There’s an extraordinary video blog I’ve been following for a while which chronicles the cancer adventures of a man named David and it’s been heartening to me, watching someone talk so freely and openly about what it’s like to face the realities of catastrophic illness and the possibility of impending death. David is very engaging.
I was a little late to his most recent post (posted back in June) but it appears that after a glorious period of remission his cancer is back, with a vengeance, and the prospect of impending death has now turned into the certainty of it. This video addresses the various thoughts coming up for him around the sudden turn of events.
I HIGHLY RECOMMEND WATCHING THIS for anyone who’s ever wondered what in the world they’re supposed to say to someone who’s dying.
It’s about ten minutes long and worth every second. David covers what it feels like to have people tell him that he still looks great, or talk about/plan future events that he’s not likely to share in, or in other ways try to skirt or deny his new dawning reality and place him in a position of having to pretend like everything’s still okay.
Then…and this is the extraordinary part for me…he talks about what it’s really like living in the constant awareness that everything he’s now experiencing is probably for the last time. How in some moments he experiences great fear of the passage to come and how at other times the world around him is highlighted with an exquisite, poignant beauty that’s both heartbreaking and luminous.

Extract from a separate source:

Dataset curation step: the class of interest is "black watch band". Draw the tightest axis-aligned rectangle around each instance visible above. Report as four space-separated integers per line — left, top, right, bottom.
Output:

These are the kinds of things that all dying people think about but usually find it difficult to share. David is brave and articulate enough to step up to the plate and actually tell you about it. I warmly invite you to take advantage of this rare opportunity and learn from him. It’ll hopefully help make your next encounter with someone who’s dying more nourishing and comfortable for you both.

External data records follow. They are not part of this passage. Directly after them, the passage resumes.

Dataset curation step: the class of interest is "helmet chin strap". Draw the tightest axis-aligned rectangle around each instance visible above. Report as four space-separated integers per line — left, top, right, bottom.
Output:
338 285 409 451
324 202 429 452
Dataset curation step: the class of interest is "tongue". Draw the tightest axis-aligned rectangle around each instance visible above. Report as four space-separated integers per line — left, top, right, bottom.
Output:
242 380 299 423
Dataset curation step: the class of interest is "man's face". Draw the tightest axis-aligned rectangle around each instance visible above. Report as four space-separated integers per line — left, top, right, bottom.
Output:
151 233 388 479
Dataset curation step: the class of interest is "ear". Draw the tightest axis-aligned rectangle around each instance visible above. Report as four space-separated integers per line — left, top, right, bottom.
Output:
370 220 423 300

UPDATE: The hubster pointed out that, in spite of the promise in this post’s title, neither David nor I gave any explicit instructions about how to talk to someone who’s dying. (It wasn’t David’s intention in the first place and I…well, I just dropped the ball.) To remedy the lapse:
In a nutshell, don’t run, don’t deny, don’t deflect. Instead, listen carefully to what they’re trying to tell you, let it in, then follow their lead….as best you can of course. There’s always a learning curve so be patient with yourself.